Бегство в Россию
Шрифт:
— Слыхал, Иржи, не нравятся ему наши органы. Всем сионистам мы не нравимся. Насильно мил не будешь. А мы ценим вас, Иосиф Борисович. Верно, Иржи?
— Ценим, — подтвердил Иржи. — Но я их не люблю.
— Да, они народ неблагодарный. Вы ведь наш должник, Иосиф Борисович.
— Что я вам должен?
— Нехорошо… Я передам генералу Гогоберидзе, какая у вас плохая память.
— Да, перед генералом я в долгу.
— Ну слава богу.
— Мы давно ценим товарища Брука, — с печальным смешком сказал чех.
Замкомандующего, услышав, погрозил им пальцем.
— Не надейтесь! Не отдам! Вы любите хапать. Знаю я ваши шарашки. Ничего, — обратился он к Андреа, — вы наше имущество. Это я вам говорю! Пока что с нами считаются!

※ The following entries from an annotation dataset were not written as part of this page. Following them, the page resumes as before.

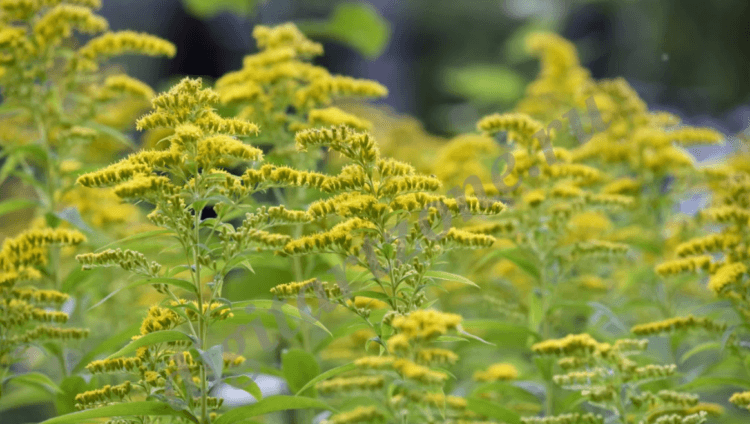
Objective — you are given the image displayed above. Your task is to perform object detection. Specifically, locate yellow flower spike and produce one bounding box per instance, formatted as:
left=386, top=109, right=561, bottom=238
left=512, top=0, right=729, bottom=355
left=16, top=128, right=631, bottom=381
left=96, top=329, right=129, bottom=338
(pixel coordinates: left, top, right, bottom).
left=103, top=74, right=155, bottom=100
left=393, top=359, right=448, bottom=385
left=630, top=315, right=727, bottom=336
left=346, top=296, right=389, bottom=310
left=307, top=107, right=372, bottom=131
left=656, top=255, right=712, bottom=277
left=415, top=348, right=458, bottom=365
left=602, top=178, right=641, bottom=194
left=354, top=356, right=396, bottom=370
left=271, top=278, right=341, bottom=299
left=253, top=23, right=323, bottom=56
left=33, top=4, right=109, bottom=47
left=439, top=228, right=495, bottom=249
left=477, top=113, right=544, bottom=140
left=729, top=391, right=750, bottom=410
left=378, top=175, right=442, bottom=196
left=321, top=406, right=385, bottom=424
left=197, top=135, right=263, bottom=167
left=474, top=363, right=518, bottom=382
left=685, top=402, right=724, bottom=417
left=315, top=376, right=385, bottom=394
left=542, top=163, right=604, bottom=184
left=531, top=333, right=600, bottom=357
left=708, top=262, right=747, bottom=295
left=700, top=205, right=750, bottom=225
left=571, top=240, right=629, bottom=257
left=115, top=175, right=178, bottom=199
left=376, top=158, right=416, bottom=177
left=523, top=189, right=546, bottom=207
left=387, top=334, right=411, bottom=354
left=77, top=31, right=176, bottom=63
left=675, top=233, right=742, bottom=257
left=669, top=127, right=724, bottom=146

Значение полупьяного этого разговора открылось
Безопасность любила иметь своих спецов, свои конструкторские бюро, лаборатории, свою химию, физику, свою технику, связь, транспорт, литературу, медицину. На нее работали известные ученые, их то сажали, то выпускали. Крупный радист А. Л. Минц рассказывал Андреа, как однажды его вызвал Берия и приказал ускорить строительство новой радиостанции. “Не сделаешь к сроку – посажу!” – пригрозил он. “Так я уже сижу, гражданин министр”, – сказал Минц. Берия выругался. “Ну тогда если сделаешь в срок – выпущу!”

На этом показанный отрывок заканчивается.